QTL mapping for pest and disease host plant resistance in cassava cultivars Kiroba and AR37-80 and coincidence of QTL with introgression regions from Manihot glaziovii

Abstract

Cassava (Manihot esulenta Crantz.) is a staple food crop for more than 800 million people worldwide. It is drought tolerant and offers a flexible harvesting regime since the roots can remain in the soil and be harvested when needed. It is a food security crop when cereal crops fail. Biotic and abiotic stresses including pest and diseases negate this potential. Its heterozygous nature, long growing cycle and low seed yield per pollination poses challenges in breeding. In addition, it is highly outcrossing making it difficult to develop an adequately sized F2 population hence limiting genetic studies to F1 progenies. Cassava brown streak disease (CBSD) has emerged to be the great threat to cassava production reducing useable roots or leading to total crop loss, and if not checked it can impact more than 200 million people in Africa who depend on the crop for their food and income generation.

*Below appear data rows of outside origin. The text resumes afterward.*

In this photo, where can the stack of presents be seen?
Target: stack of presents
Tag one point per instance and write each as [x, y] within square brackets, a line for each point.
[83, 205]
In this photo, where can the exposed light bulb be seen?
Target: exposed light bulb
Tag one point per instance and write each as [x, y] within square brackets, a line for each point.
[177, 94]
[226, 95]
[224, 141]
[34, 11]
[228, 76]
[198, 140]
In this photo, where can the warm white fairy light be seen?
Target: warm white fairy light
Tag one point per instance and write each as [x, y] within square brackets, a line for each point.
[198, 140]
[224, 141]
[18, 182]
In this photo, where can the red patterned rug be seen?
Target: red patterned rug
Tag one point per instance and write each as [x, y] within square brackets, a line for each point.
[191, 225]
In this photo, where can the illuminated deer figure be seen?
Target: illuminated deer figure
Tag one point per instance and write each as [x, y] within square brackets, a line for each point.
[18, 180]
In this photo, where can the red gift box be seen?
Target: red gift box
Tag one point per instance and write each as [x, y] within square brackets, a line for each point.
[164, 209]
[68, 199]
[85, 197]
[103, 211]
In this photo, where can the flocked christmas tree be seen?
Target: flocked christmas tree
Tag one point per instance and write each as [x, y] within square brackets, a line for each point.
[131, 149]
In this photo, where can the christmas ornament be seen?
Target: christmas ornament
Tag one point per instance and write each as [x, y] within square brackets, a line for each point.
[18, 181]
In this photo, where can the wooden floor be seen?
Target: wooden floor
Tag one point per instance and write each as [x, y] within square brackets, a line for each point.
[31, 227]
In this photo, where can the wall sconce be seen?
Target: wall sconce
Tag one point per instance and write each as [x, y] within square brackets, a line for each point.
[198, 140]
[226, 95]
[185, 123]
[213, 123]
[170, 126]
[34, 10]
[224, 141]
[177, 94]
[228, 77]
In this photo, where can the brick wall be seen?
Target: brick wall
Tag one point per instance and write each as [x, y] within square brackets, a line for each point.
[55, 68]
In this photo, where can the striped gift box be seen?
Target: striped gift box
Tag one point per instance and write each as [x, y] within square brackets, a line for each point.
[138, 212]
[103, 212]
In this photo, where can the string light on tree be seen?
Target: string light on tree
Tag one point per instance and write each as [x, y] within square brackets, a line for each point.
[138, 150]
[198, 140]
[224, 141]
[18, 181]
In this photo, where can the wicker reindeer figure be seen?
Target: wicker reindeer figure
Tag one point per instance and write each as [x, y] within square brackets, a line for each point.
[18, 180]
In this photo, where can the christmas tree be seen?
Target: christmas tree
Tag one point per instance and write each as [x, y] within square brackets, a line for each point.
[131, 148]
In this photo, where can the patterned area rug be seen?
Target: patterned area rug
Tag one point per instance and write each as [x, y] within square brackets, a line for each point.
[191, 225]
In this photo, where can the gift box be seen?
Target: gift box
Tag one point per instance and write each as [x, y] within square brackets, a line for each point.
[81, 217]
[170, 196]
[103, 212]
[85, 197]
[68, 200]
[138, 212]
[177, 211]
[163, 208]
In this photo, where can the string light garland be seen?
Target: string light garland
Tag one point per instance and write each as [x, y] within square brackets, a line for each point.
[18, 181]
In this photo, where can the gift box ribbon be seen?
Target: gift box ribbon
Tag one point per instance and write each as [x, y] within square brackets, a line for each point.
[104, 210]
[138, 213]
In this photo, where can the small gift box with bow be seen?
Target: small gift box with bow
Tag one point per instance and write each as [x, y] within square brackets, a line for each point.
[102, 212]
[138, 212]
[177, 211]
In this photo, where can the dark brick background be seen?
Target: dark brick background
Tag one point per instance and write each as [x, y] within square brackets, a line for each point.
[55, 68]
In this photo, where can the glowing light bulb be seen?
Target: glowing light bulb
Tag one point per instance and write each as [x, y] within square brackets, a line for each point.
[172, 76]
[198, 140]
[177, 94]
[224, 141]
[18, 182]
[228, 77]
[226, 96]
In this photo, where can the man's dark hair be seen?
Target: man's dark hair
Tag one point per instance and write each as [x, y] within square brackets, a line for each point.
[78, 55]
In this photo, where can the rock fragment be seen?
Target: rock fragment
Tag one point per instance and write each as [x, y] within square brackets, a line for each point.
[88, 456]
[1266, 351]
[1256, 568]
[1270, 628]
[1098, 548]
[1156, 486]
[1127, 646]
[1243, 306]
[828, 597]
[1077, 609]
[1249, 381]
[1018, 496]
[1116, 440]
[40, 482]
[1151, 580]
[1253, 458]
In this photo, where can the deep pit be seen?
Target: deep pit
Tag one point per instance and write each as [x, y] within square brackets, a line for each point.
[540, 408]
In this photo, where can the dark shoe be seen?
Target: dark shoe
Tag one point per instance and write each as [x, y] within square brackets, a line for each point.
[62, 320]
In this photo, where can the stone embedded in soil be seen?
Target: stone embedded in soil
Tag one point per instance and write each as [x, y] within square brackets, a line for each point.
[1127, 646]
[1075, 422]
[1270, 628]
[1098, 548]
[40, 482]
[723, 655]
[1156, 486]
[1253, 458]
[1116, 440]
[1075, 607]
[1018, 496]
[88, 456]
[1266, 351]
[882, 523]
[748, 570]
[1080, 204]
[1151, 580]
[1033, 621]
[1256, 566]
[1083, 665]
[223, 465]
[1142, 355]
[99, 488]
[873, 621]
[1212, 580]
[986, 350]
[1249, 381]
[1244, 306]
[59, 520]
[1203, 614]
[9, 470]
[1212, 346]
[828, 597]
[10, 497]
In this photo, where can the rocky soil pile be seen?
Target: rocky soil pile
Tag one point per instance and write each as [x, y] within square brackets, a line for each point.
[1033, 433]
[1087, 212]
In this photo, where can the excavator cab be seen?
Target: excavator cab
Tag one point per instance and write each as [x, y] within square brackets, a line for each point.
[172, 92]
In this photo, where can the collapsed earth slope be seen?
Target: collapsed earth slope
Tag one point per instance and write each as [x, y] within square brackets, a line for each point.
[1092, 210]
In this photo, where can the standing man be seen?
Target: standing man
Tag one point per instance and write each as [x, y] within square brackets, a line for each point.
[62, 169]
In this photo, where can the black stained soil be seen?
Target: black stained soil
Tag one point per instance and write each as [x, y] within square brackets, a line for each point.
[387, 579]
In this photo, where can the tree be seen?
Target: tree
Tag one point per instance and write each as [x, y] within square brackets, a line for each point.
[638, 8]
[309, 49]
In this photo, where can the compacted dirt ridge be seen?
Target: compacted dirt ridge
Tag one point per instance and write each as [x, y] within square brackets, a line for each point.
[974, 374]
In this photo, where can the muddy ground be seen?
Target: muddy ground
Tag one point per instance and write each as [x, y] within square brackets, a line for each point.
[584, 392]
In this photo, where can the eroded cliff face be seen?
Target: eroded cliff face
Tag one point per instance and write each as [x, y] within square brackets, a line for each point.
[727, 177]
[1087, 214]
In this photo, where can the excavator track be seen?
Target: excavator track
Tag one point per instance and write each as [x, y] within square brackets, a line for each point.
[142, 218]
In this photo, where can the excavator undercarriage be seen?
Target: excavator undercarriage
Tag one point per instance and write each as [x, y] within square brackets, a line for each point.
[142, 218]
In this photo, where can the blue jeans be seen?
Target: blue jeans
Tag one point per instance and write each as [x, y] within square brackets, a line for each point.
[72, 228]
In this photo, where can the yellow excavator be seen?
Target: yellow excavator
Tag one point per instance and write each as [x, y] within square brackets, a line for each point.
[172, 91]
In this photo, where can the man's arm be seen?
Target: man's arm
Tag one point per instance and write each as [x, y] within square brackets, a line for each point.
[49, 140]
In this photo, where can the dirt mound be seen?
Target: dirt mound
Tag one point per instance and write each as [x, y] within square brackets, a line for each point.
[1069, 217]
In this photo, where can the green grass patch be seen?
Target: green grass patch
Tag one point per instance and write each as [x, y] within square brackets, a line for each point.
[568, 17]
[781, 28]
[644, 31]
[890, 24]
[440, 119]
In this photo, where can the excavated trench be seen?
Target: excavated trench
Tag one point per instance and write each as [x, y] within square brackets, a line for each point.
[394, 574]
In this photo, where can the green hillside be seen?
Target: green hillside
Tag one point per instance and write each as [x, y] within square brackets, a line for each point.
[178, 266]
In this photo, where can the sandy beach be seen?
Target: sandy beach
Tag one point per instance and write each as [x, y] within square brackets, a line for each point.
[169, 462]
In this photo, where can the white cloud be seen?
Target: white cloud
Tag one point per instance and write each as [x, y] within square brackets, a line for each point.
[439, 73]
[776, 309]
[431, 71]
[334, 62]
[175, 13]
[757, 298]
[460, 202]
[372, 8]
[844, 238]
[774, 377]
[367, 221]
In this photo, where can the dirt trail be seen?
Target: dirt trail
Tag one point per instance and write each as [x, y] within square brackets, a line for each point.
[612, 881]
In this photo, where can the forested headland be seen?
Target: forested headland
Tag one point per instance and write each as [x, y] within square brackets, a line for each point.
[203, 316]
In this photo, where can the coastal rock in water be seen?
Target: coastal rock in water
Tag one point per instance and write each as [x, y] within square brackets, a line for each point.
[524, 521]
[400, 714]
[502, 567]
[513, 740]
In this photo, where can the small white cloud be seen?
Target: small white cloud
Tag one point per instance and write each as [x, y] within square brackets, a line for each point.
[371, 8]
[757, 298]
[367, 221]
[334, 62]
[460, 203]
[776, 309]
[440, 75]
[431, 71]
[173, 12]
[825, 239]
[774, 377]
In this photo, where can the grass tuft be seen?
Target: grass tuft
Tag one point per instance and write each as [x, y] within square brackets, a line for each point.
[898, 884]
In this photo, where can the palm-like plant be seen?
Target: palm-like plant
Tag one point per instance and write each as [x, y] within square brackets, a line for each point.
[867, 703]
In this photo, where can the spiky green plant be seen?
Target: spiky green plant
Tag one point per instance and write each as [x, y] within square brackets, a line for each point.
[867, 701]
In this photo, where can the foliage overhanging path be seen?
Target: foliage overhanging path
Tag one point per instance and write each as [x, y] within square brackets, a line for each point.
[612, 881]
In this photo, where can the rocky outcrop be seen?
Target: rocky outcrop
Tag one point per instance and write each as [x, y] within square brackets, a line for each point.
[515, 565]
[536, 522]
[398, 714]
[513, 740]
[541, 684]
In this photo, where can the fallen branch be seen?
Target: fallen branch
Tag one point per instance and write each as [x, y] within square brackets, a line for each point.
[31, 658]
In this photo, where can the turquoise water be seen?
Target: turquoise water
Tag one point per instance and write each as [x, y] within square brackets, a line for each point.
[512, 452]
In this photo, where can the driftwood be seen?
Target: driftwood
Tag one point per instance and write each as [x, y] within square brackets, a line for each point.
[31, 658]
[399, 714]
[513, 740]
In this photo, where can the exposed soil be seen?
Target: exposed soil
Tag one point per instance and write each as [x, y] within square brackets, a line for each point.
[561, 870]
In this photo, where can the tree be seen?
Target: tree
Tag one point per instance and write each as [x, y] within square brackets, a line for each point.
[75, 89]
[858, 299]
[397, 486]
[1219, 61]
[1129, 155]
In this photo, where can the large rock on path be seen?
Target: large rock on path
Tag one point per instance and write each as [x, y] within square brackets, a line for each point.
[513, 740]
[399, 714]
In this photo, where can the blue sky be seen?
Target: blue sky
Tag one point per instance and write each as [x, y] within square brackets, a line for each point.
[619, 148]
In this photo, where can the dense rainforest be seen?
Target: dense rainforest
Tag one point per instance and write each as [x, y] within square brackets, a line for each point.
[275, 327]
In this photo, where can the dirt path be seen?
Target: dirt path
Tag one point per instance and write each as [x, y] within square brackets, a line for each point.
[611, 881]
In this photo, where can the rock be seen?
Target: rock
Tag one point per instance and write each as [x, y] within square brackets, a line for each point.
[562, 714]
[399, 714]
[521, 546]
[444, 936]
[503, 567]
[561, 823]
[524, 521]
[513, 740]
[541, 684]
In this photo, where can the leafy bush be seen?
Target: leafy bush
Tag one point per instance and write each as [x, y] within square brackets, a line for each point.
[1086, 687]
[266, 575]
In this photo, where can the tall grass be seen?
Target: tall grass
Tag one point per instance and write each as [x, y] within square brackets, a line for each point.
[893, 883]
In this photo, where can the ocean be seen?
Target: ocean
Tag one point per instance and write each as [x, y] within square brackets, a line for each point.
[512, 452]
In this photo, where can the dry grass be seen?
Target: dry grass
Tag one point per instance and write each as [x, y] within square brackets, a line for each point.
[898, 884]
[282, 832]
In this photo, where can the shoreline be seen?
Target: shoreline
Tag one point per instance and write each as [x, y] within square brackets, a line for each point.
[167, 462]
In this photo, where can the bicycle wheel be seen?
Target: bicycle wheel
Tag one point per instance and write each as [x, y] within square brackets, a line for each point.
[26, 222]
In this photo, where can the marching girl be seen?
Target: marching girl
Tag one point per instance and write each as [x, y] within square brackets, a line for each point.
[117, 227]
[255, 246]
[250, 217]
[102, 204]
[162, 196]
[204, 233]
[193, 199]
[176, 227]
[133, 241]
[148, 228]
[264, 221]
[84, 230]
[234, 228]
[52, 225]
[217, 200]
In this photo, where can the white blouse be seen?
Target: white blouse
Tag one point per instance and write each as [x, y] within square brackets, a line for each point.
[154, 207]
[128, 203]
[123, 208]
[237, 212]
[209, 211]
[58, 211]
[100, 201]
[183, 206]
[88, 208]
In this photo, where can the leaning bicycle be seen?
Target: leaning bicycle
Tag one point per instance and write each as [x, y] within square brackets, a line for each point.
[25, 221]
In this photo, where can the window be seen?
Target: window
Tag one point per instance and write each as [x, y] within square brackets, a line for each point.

The plausible approach to combat CBSD is to combine breeding for host plant resistance with sanitation measures and the planting of virus-free stakes. The breeding for host plant resistance should be performed as quickly and efficiently as possible, taking advantage of genomic, transformation and molecular marker technology. Conventional breeding, which does not use data generated from molecular tools, takes up to 10 years to deliver a new cultivar since the plants have to be grown for 12 months before selection can be made. If molecular markers were found to be associated with field resistance, then F1 progeny generated in a breeding program could be screened and selected at the seedling stage, thereby drastically reducing the breeding cycle and providing an accurate way of efficiently pyramiding resistance from different sources.

In this project, quantitative trait loci (QTL) mapping for resistance to CBSD, cassava Mosaic disease (CMD), and cassava green mites (CGM) was performed using an F1 mapping population developed between CBSD resistant Tanzanian landrace, Kiroba, and a susceptible breeding clone, AR37-80. This aimed to construct a SNP based linkage map using the segregating population and provide a tool to identify QTL. The study investigated the presence of genomic regions in Kiroba derived from M. glaziovii and their contribution to the field resistance observed in Kiroba. The introgression regions in Kiroba were compared to those from Namikonga, the well-known CBSD resistant cultivar and other genotypes of African origin to understand the source of their resistance.

The results show that only two QTL are linked to CBSD root necrosis and are located on chromosomes V and XII, while seven are associated with CBSD foliar symptoms only and are located on chromosomes IV, VI, XVII, and XVIII. The QTL on chromosomes XI and XV are linked with both CBSD foliar and root necrosis symptoms. Two QTL found on chromosome XII and XIV are linked to CMD, while two QTL located on chromosomes V and X are linked to CGM resistance.

The analysis of introgression regions in Kiroba revealed the existence of large Manihot glaziovii like regions on chromosome I, XVII, and XVIII. The introgression segments on chromosomes XVII and XVIII overlap with QTL associated with CBSD foliar symptoms. These regions contain domains associated with host plant disease resistance. The introgression region on chromosome I in Kiroba is of a different haplotype to the characteristic “Amani haplotype” found in the landrace Namikonga and other genotypes analyzed in this study. Kiroba also does not have a large introgression block on chromosome IV found in other genotypes. Kiroba is closely related to a sampled Tanzanian “tree cassava.” This supports the observation that some of the QTL associated with CBSD resistance in Kiroba are different to those observed in Namikonga.

This study provides an understanding of the genetic basis of the field resistance observed in the local cassava landraces, the genomic regions contributing to the resistance and the source of the resistance. This information is valuable in pyramiding QTL for host plant disease resistance.